This past semester, my kids did an in-depth study on rocks and geological formations. During our study, we began noticing all of the amazing outcroppings, (extremely large rocks that reveal themselves to us…I just learned that term!), as we drove around Connecticut.

A quick stop at the library provided us a few resources about our local geography and America’s famous artist, Ansel Adams. We came home armed with the tools we needed to become our own Ansel Adams. We spent an afternoon discussing the style Adams used—how he played with lights, shadows, shapes, and texture in his photography. We also talked about how we could try to imitate the same. We spoke about how his art have a profound impact on how Americans saw their own country and the impact that knowledge had on protecting beautiful parts of our nation.

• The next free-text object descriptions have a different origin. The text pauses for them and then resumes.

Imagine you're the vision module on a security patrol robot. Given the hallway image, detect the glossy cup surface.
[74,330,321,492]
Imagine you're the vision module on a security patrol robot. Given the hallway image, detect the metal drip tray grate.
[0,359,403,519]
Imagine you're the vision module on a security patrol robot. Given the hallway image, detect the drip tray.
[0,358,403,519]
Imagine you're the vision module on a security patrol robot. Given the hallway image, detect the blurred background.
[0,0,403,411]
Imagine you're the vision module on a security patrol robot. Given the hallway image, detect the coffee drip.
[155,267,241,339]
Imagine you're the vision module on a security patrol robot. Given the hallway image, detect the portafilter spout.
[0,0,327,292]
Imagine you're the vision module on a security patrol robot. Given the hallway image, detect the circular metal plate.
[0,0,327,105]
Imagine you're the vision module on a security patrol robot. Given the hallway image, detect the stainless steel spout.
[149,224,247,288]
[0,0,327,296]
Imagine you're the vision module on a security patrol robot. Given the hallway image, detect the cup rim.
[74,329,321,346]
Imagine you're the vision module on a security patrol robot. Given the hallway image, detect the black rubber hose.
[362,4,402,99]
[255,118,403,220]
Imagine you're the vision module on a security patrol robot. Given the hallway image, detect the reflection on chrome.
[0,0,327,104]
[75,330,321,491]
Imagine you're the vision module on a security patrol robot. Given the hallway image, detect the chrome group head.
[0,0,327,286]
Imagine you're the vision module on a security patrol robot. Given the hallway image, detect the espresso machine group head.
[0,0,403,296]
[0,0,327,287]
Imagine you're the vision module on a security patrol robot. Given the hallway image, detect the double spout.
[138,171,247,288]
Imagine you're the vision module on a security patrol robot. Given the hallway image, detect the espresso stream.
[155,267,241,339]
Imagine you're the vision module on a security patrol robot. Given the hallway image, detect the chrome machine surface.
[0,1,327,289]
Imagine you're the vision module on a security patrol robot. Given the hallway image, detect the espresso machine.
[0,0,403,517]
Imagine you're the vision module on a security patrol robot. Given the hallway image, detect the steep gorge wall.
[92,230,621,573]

A true Ansel would willingly trek through the bad weather to get the good picture of snowflake piled, icicle-covered rocks, but my mini Ansels aren’t as willing due to rough winters in New England. Now that it is summer, we are able to notice our local outcroppings again, this time they aren’t covered in snow and ice, just bugs and green growth.

We are using the old digital cameras that relatives have passed down to my kids to snap roadside pictures of outcroppings, waterfalls, and any rock formation we see. We photocopied the maps in the resources about our local geography so we know where to look. (Your local library might have cameras that can be checked out, or perhaps you can borrow one from a friend, use a smartphone, or even go old school and use a real film camera!)

Our plan is to trim down our collection of pieces that reflect Adams style the best and portray our most glorious natural structures around. We want to identify the types of rock, observe any interesting features about them, and maybe even find similar portraits of Adams that ours resemble. (Perhaps we can even display our work in the public library display case.)

What do you think? Are there ways we can integrate subjects that at first seem very different? Science and art can blend into each other when we watch for specific places they intersect, such as with Ansel Adams and identifying geological features.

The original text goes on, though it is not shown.